Dugaan praktik tindak pidana korupsi dalam pembangunan Rumah Susun (Rusun) Mahasiswa IAIN Laa Roiba semakin mencuat. Ketua LSM Bogor Development Watch, Asep Sunandar, menegaskan bahwa pihaknya telah melakukan penelusuran yang menemukan fakta-fakta empirik terkait adanya indikasi penyimpangan dalam proyek senilai lebih dari Rp 5 miliar tersebut.
“Kami tidak sembarangan mengungkap dugaan ini. Temuan kami berdasarkan fakta empirik, bukan sekadar asumsi subyektif,” ujar Asep kepada wartawan di Bogor, Selasa (25/3/2025).
Asep menjelaskan bahwa temuan tersebut diperoleh melalui analisis data kuantitatif dan kualitatif serta pengamatan sistematis. Meski demikian, ia menekankan bahwa dugaan ini masih perlu ditindaklanjuti dengan audit investigatif dari pihak berwenang.
“Kami tidak memiliki kewenangan untuk menetapkan tersangka atau menyatakan bahwa ini sudah pasti korupsi. Itu ranahnya aparat penegak hukum seperti kepolisian, KPK, dan kejaksaan,” lanjutnya.
Asep juga menegaskan bahwa pihaknya tidak akan gentar menghadapi kemungkinan laporan pencemaran nama baik yang bisa saja diajukan oleh pihak terkait. Menurutnya, temuan yang disampaikan bisa diperdebatkan, tetapi harus dibuktikan secara hukum.

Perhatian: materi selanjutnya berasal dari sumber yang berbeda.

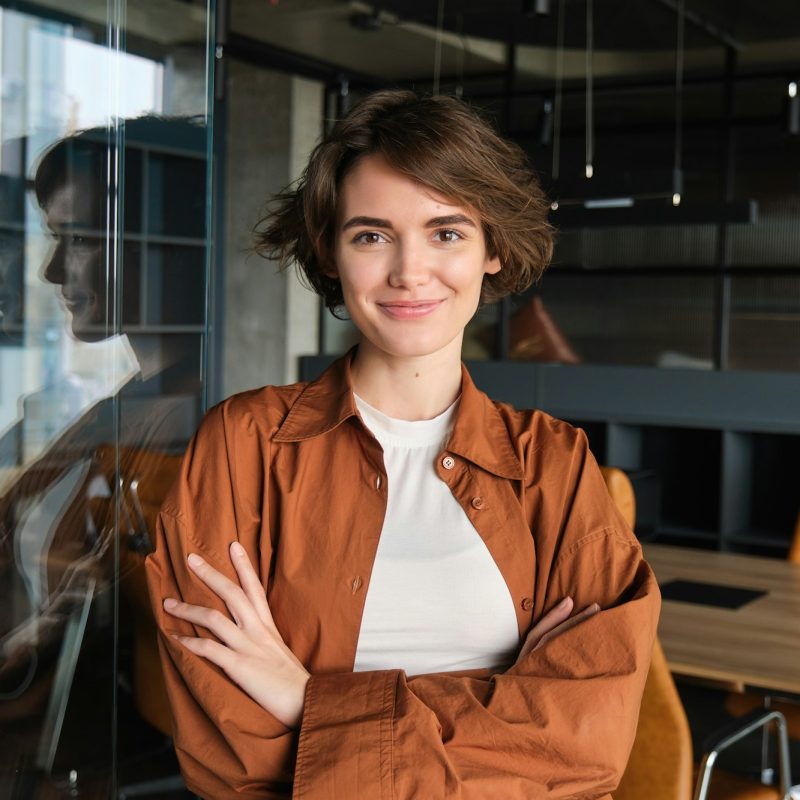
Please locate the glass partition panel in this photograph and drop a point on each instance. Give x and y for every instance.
(104, 243)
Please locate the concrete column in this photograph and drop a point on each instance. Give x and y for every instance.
(272, 122)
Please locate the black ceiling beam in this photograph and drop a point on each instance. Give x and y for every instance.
(263, 54)
(578, 216)
(608, 87)
(709, 28)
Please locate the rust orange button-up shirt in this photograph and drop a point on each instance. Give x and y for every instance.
(292, 473)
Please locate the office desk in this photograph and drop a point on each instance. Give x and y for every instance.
(757, 645)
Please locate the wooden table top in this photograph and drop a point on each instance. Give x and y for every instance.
(757, 645)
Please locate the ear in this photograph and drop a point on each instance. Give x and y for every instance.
(329, 270)
(493, 266)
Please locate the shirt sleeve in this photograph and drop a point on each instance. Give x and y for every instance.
(558, 724)
(228, 746)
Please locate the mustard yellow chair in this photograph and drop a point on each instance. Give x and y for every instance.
(660, 765)
(738, 704)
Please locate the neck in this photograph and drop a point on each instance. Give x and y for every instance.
(418, 387)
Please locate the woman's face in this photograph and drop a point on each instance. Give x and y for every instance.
(411, 263)
(77, 263)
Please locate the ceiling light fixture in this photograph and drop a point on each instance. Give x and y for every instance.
(554, 172)
(677, 166)
(437, 51)
(589, 88)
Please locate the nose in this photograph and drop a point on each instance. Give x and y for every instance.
(410, 266)
(54, 271)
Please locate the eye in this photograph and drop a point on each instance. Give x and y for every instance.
(448, 235)
(369, 237)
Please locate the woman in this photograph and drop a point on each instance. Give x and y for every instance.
(422, 547)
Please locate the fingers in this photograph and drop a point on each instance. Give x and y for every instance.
(215, 652)
(553, 618)
(215, 621)
(550, 620)
(251, 584)
(587, 612)
(232, 595)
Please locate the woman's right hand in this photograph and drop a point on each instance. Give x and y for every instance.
(554, 623)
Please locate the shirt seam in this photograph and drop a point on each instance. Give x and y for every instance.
(387, 723)
(300, 789)
(604, 533)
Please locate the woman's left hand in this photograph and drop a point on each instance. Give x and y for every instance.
(250, 649)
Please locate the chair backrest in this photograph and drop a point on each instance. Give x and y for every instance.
(621, 490)
(146, 476)
(660, 766)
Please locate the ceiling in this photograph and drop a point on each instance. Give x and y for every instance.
(397, 39)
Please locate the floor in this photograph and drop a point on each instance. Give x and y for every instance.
(84, 757)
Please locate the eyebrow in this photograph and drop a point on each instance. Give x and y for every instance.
(435, 222)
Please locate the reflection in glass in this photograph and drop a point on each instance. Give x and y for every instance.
(101, 377)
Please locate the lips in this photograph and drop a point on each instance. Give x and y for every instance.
(76, 302)
(410, 309)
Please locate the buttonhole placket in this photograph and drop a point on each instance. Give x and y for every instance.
(527, 603)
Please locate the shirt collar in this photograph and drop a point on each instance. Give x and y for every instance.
(479, 433)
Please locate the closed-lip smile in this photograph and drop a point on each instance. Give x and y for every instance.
(409, 309)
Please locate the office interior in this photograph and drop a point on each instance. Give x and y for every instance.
(141, 143)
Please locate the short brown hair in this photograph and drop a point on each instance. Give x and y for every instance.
(444, 145)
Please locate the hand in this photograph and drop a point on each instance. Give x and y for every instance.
(250, 650)
(553, 624)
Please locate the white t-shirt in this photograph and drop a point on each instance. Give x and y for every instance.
(436, 601)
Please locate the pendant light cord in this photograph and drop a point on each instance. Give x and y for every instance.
(558, 92)
(589, 88)
(437, 53)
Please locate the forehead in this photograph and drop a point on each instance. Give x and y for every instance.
(372, 180)
(73, 203)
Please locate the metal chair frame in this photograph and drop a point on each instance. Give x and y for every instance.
(760, 719)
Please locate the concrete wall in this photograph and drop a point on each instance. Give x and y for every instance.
(272, 122)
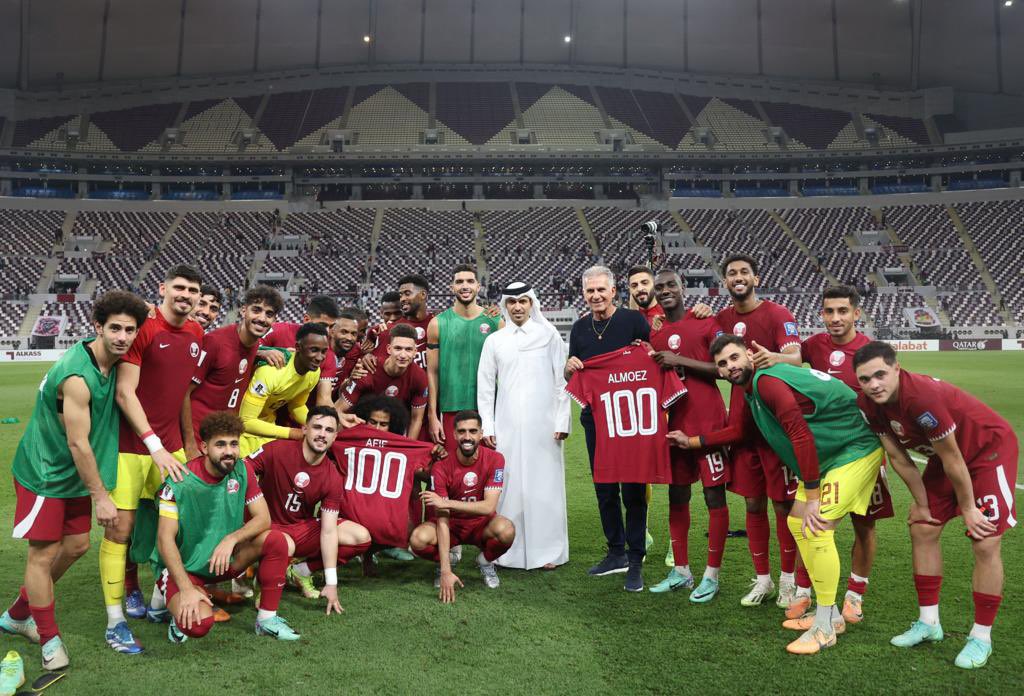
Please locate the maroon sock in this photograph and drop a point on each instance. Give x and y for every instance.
(46, 622)
(19, 610)
(272, 565)
(758, 531)
(679, 530)
(718, 530)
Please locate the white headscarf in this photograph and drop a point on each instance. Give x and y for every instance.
(542, 332)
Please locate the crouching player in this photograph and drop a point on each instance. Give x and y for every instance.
(464, 491)
(812, 422)
(971, 471)
(295, 477)
(204, 538)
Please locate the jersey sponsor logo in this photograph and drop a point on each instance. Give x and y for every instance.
(928, 421)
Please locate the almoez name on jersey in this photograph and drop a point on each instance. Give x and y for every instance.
(631, 376)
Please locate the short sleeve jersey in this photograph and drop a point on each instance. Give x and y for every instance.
(628, 391)
(291, 486)
(702, 410)
(378, 468)
(451, 479)
(928, 409)
(410, 387)
(770, 324)
(167, 357)
(225, 366)
(823, 354)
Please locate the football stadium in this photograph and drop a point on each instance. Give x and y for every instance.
(603, 346)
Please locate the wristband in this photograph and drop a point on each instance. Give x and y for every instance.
(152, 442)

“Silakan menyanggah, tapi jangan menganggap kami mencemarkan nama baik. Jika memang ada sanggahan, mestinya disampaikan di hadapan aparat hukum, bukan sekadar membantah di luar jalur resmi,” tambahnya.
Lebih lanjut, Asep mengungkapkan bahwa dirinya enggan bertemu dengan pihak-pihak yang berupaya menekan atau membujuknya agar menghentikan langkah investigasi ini. Ia menegaskan bahwa laporan resmi ke KPK dan Kejaksaan Agung akan segera dilakukan.
Mahasiswa Turut Menemukan Dugaan Penyimpangan
Dugaan penyimpangan dalam pembangunan rusun tersebut juga mendapat sorotan dari kalangan mahasiswa. Abdullah Hamid dari Pergerakan Mahasiswa Bogor Anti Korupsi mengungkapkan bahwa selain dugaan ketidaksesuaian spesifikasi bangunan, terdapat keluhan mahasiswa terkait pungutan liar yang dilakukan oleh pengurus yayasan.
“Ada temuan mengejutkan. Selain bangunan yang tidak layak huni, kami juga mendapati dugaan pungutan liar sebesar Rp 3,5 juta per bulan yang dibebankan kepada mahasiswa. Padahal, rusun ini dibangun untuk meringankan beban mereka,” ungkap Abdullah.
Menurutnya, kebijakan tersebut sangat bertentangan dengan tujuan awal pembangunan rusun mahasiswa dan justru menambah beban finansial bagi penghuni. Ia menegaskan bahwa pihaknya telah melaporkan dugaan ini ke Badan Pemeriksa Keuangan (BPK) RI untuk dilakukan audit lebih lanjut.
“Kami ingin kasus ini diusut tuntas. Kami percaya BPK RI akan mengungkap fakta sebenarnya dan memastikan tidak ada penyalahgunaan anggaran dalam proyek ini,” pungkas Abdullah.
Hingga berita ini diturunkan, pihak IAIN Laa Roiba maupun pengelola yayasan belum memberikan tanggapan resmi terkait dugaan tersebut. Sementara itu, publik menantikan langkah lanjutan dari aparat penegak hukum dalam mengusut kasus ini.